Saturday, November 8, 2025

Still Noodles, But a Little More

There was a time I thought eating noodles meant you were poor.

When I was younger, noodles were the default meal on hard days. They were the backup plan when the fridge looked empty, the go-to dinner when payday still felt far away. I remember the taste of those nights, salty and hurried, often eaten with a quiet ache.

Way back in college, noodles were part of my plan. I would stock a few packs at the start of the week, convincing myself they could stretch my little allowance a bit longer. It wasn’t much, but it helped me survive the long days of classes. Back then, it wasn’t comfort food. It was a strategy.

I used to believe people who could afford “real” food were living better lives. Rice meals meant stability. Take-out meant success. And noodles? They meant you were barely getting by. They were the edible reminder that life wasn’t as put-together as you hoped it would be.

But somewhere along the way, something changed.

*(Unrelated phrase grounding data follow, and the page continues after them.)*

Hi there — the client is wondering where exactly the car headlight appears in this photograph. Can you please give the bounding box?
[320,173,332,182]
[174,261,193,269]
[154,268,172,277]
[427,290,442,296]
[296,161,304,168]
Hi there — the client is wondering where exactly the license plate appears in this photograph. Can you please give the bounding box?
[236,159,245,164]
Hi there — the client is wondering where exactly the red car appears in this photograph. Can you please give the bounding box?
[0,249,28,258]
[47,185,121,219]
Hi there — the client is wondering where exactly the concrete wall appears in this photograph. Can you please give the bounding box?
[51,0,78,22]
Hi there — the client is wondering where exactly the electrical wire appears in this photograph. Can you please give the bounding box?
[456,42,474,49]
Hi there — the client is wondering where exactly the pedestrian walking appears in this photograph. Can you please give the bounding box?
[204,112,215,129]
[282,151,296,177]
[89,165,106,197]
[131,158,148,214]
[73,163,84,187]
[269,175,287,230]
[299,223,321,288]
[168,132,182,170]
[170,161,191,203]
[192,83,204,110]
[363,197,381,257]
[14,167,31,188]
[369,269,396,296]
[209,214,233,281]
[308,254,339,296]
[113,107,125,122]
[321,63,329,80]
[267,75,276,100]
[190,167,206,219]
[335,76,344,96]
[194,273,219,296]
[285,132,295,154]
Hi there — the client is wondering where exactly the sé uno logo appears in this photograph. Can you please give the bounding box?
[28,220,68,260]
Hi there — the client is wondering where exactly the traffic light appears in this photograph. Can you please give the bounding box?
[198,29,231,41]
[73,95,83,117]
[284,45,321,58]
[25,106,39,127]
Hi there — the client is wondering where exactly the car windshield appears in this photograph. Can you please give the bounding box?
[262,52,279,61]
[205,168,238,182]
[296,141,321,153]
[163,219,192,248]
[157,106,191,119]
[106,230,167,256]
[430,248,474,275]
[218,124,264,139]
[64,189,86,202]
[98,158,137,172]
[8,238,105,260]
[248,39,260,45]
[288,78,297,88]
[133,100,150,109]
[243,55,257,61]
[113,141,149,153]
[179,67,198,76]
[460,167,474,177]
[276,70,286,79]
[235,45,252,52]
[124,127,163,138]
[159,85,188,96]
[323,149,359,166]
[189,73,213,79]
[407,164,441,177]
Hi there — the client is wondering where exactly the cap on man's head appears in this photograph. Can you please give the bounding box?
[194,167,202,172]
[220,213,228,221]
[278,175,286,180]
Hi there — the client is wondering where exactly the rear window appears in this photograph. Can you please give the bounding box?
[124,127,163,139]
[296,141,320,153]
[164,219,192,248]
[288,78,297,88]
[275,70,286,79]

The other day, I found myself standing in the grocery aisle, scanning the shelves for a familiar blue pack. I smiled when I saw it — Jin Ramen Mild. I started buying it because of a certain someone who shares the name, and maybe that small reason made it feel special. I even bought the multi-pack once just to collect the stickers that came with it. As a fan, that part was already a given, but it still made grocery runs feel lighter, almost like finding a tiny joy in the ordinary.

When I cooked it at home, it hit me. It was still noodles. Still the same concept of water, seasoning, and a few vegetables pretending to be more than they are. But it didn’t feel cheap anymore. It felt earned.

Maybe that’s what growth quietly looks like.
It’s not just having more. It’s understanding more.

There was a time when noodles meant lack. Now they mean choice.
They mean comfort on a long day, a small treat to look forward to, or even a simple reminder of joy in unexpected places.

I smiled as I waited for the water to boil. It wasn’t just about the meal. It was about the moment. The quiet realization that I no longer saw it as a symbol of struggle. Somewhere between surviving and slowly finding my rhythm, noodles stopped being a reminder of scarcity and became a small proof that I made it through.

Maybe healing sometimes looks like this.
You revisit something that once reminded you of lack, and instead of sadness, you feel gratitude. You remember the version of yourself who ate out of necessity, who stretched a meal for one into something for two, who tried to make it look enough. Now, you honor that version by eating the same thing, but this time with peace.

It is funny how life works. What once made you feel less can now remind you of more.

So yes, it is still noodles. Ramen, if I’m being a little fancy about it. But now I can laugh, savor, and sit with the memory of where I came from. I can look at a steaming bowl and think, this tastes like progress. It is the same kind of food, but it feeds a different kind of contentment.

Still noodles, yes.
But not the same me eating them anymore.- MESSY E.